The current drive to explore the G5 grouping is a hangover from India's past championship of Southern causes and an expression of its pique with the G8. Yet, it is doubtful if the G5 can form a stable, coherent bloc.
"Each one of the G5 economies is disproportionately dependent extent on the West, especially the U.S.," says Dinesh Abrol of the National Working Group on WTO and Related Issues, based in New Delhi. "They also do not command much system-shaping power. Unless they reorganise their economies and develop strong relations with one another, and other Southern countries, they cannot get out of their present weak situation."
Economists describe this situation as a hub-and-spokes relationship: each Southern country is like a spoke in the wheel, at the centre of which lies the North-dominated centre. This is a fundamentally unequal or asymmetrical relationship.
The G5 also countries differ a great deal in the composition of their economies, and their strengths and weaknesses. Their past attempts to evolve common positions on issues like debt, migration, trade, and reform of the United Nations, the World Bank and the International Monetary Fund, were not always successful.
Some of the differences became apparent at the G4 talks at Potsdam.
Comments S P Shukla, India's former chief negotiator in world trade talks: "The G4 seems like a shrunken version of the Group of 'Five Interested Parties' (including Australia), which reached partial agreements on trade issues in Geneva under the Doha Round of WTO talks three years ago."

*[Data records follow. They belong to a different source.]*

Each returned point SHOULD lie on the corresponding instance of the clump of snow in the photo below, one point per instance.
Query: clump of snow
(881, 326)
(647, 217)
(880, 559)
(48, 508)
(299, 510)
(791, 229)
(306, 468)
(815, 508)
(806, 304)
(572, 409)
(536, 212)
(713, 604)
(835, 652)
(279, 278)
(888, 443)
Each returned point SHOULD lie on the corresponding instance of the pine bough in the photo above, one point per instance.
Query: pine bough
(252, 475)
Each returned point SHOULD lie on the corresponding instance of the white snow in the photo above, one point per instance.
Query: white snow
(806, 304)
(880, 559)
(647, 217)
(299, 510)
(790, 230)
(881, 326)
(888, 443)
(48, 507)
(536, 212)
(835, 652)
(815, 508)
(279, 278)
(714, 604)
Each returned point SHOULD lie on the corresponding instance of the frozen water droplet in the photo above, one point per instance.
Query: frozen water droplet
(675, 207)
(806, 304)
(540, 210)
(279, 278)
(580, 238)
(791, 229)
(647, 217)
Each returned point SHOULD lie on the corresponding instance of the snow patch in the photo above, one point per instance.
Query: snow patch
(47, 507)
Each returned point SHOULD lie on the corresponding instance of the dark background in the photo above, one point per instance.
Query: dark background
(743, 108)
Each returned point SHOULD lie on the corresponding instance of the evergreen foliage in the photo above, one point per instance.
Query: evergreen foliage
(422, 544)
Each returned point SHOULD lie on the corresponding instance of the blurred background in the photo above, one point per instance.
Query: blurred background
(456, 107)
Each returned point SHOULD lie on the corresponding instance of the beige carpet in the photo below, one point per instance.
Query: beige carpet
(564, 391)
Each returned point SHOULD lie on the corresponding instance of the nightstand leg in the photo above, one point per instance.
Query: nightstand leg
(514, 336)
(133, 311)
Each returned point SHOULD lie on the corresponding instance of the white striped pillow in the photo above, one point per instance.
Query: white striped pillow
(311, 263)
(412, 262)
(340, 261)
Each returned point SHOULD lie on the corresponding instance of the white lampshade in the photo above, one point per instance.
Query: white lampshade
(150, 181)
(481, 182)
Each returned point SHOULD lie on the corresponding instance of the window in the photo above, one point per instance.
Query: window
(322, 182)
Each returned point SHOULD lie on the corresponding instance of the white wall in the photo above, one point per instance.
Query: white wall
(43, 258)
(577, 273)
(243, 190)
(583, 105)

The agreements, pertaining to reduction in farm subsidies by the North, on liberalised trade in services, and on the South giving Non-Agricultural Market Access (NAMA) to Northern industrial goods, attracted criticism, especially from smaller Southern countries and the least developed economies.
"These countries have little to export and much to lose from agreeing to NAMA, which can wipe out their economies", says Shukla.
The Potsdam G4 talks failed to produce clarity on whether the Doha Round of trade negotiations is likely to be concluded after faltering several times.
Many Southern countries would be happy to see no agreement rather than one involving a bad compromise. But the United States and the EU are pushing for a deal. In return for token reductions in farm subsidies, they demand major cuts in duties on manufactured goods.
Some Southern governments have expressed their reservations about future G4 talks. Prominent among them was Venezuela, which said it would work with developing countries on a statement expressing objections to such "private talks".
"We are concerned that they might agree on a deal among themselves", Venezuela's Ambassador Oscar Carvallo said. "The issues of developing countries need to be addressed. Not just the interests of a few members."
Similarly, an international union of small farmers, La Via Campesina, has described the G4 as an "illegitimate" forum.
If an anti-G4 campaign builds up, India will find itself in an unenviable situation. But there are few signs that it will move toward harmonising its relations with the rest of the global South and stop vacillating.